Zu Beginn einige kurze Erläuterungen zur Thematik: Es existieren zwei unterschiedliche Akkreditierungssysteme, die Programm- und die Systemakkreditierung. Bei der Programmakkreditierung wird ein einzelner Studiengang von einer Akkreditierungsagentur überprüft, hierzu wird ein Gutachterteam aus Professoren, Berufstätigen und Studenten an die jeweilige Hochschule entsandt. Wird dem Studiengang eine ausreichende Qualität bescheinigt, ist er für einen begrenzten Zeitraum akkreditiert. Die Programmakkreditierung ist derzeit das vorherrschende Akkreditierungsmodell in Deutschland. Bei der Systemakkreditierung wird hingegen geprüft, ob eine Hochschule selbstständig in der Lage ist die Qualiät ihrer Studiengänge zu sichern, nach erfolgreicher Systemakkreditierung sind alle Studiengänge der Hochschule für eine Dauer von 6 Jahren akkreditiert, zur Zeit ist keine deutsche Hochschule systemakkreditiert, eine befindet sich in der Zulassungsphase.

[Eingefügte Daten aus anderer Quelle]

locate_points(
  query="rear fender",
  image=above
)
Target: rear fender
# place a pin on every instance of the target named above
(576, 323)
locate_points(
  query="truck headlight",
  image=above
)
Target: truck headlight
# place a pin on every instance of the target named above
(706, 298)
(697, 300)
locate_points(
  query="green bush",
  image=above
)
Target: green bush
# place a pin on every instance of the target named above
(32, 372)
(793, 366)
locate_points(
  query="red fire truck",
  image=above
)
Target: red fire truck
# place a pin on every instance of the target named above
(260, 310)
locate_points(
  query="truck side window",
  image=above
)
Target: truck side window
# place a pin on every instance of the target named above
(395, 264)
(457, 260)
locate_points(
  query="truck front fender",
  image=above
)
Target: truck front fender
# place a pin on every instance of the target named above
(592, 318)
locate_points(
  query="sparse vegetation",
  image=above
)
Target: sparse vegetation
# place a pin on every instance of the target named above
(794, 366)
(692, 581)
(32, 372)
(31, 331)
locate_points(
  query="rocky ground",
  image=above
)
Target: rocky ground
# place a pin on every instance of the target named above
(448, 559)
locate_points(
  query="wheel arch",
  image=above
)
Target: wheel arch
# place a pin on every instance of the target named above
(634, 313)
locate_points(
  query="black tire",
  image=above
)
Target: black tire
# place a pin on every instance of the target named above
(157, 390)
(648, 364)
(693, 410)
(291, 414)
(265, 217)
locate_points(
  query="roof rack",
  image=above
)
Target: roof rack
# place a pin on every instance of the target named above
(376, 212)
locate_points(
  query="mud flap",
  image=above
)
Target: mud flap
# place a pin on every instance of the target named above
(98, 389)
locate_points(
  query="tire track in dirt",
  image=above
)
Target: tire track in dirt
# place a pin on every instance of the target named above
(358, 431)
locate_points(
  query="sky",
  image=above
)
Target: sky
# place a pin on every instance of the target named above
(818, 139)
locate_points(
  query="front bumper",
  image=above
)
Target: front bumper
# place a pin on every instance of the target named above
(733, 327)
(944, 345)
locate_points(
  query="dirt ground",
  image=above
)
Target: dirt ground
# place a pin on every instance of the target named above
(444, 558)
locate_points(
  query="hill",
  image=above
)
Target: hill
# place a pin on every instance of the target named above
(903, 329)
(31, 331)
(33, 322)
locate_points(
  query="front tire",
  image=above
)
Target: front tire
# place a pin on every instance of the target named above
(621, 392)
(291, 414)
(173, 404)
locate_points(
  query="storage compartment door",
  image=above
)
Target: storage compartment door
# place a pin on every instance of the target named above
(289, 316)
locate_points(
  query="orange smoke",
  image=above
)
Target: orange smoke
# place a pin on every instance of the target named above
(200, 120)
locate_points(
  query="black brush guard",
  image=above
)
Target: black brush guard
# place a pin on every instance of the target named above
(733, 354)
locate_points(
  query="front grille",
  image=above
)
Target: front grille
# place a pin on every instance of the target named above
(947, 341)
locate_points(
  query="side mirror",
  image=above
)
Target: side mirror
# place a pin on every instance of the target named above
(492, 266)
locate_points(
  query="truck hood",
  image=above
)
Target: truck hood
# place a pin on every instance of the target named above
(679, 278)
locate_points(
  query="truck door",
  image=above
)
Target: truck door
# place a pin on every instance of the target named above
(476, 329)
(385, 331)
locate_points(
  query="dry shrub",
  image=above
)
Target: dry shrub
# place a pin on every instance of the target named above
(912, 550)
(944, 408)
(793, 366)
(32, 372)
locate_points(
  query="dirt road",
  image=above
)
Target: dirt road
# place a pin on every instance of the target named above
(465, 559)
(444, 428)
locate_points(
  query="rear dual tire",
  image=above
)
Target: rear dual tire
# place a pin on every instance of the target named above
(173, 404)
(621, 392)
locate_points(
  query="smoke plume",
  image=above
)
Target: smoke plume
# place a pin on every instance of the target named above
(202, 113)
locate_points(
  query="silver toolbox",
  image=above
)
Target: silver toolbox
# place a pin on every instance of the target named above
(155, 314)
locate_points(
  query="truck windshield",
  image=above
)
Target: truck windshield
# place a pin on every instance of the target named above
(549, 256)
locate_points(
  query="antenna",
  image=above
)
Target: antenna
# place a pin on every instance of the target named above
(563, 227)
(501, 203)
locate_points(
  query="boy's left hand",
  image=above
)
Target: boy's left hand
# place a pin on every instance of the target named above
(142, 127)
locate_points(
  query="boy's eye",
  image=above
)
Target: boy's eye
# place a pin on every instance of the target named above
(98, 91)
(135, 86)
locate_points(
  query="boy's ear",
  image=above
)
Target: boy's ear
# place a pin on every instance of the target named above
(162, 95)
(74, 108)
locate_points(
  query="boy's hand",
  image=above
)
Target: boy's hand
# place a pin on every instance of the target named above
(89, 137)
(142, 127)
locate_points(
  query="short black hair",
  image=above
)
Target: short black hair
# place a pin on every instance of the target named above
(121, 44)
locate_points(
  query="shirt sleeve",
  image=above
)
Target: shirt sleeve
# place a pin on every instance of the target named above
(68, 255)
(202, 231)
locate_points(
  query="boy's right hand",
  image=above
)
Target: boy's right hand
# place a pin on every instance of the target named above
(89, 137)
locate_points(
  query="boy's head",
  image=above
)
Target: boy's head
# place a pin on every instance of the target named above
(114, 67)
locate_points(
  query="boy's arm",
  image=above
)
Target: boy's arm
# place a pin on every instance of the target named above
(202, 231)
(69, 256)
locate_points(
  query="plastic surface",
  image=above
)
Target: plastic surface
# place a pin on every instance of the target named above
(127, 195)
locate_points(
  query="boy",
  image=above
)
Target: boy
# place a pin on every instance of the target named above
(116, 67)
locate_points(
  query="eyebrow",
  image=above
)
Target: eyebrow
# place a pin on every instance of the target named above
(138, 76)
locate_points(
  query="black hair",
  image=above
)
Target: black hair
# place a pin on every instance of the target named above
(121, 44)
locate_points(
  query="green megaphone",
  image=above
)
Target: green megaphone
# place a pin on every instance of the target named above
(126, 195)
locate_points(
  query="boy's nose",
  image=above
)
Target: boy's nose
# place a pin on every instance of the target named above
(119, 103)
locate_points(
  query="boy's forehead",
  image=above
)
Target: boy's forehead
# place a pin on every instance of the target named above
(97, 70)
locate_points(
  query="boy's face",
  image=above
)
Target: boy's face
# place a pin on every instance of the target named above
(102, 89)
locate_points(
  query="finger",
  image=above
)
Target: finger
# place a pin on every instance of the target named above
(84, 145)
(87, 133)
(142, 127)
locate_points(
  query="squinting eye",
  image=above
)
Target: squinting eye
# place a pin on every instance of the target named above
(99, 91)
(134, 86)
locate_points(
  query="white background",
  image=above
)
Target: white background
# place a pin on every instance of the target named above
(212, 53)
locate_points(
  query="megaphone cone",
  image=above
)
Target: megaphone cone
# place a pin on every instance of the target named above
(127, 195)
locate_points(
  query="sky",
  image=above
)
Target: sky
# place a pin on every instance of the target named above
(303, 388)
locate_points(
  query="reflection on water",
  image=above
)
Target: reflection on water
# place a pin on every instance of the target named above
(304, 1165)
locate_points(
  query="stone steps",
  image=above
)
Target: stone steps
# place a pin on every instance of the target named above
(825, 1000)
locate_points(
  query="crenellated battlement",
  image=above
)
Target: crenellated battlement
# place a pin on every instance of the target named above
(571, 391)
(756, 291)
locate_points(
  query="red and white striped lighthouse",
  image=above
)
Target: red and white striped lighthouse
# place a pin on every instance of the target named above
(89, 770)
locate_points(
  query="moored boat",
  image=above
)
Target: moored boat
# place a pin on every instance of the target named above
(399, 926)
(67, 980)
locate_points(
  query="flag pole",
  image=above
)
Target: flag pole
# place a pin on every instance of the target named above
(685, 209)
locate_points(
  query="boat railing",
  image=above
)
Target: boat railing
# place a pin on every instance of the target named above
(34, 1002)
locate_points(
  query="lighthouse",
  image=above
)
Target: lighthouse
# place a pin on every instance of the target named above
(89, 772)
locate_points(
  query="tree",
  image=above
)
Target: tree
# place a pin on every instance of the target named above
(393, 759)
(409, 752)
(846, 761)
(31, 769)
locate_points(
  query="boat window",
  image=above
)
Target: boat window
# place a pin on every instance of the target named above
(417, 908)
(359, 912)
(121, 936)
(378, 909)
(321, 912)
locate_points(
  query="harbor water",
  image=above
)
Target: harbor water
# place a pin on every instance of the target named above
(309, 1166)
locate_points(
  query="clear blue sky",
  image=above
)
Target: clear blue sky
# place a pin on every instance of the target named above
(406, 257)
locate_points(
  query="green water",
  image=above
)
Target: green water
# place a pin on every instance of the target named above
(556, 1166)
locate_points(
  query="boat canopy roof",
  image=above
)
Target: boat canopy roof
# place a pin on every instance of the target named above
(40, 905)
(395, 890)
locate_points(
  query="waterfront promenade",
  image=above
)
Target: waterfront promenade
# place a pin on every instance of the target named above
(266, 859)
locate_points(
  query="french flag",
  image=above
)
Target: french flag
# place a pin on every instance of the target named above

Die Universität Greifswald will die Systemakkreditierung beantragen. Das Akkreditierungssystem wurde im Zuge des Bologna-Prozesses eingeführt, zu akkreditieren sind gemäß der ländergemeinsamen Strukturvorgaben gemäß §9 Abs. 2 Hochschulrahmengesetz alle Bachelor- und Master-Studiengänge.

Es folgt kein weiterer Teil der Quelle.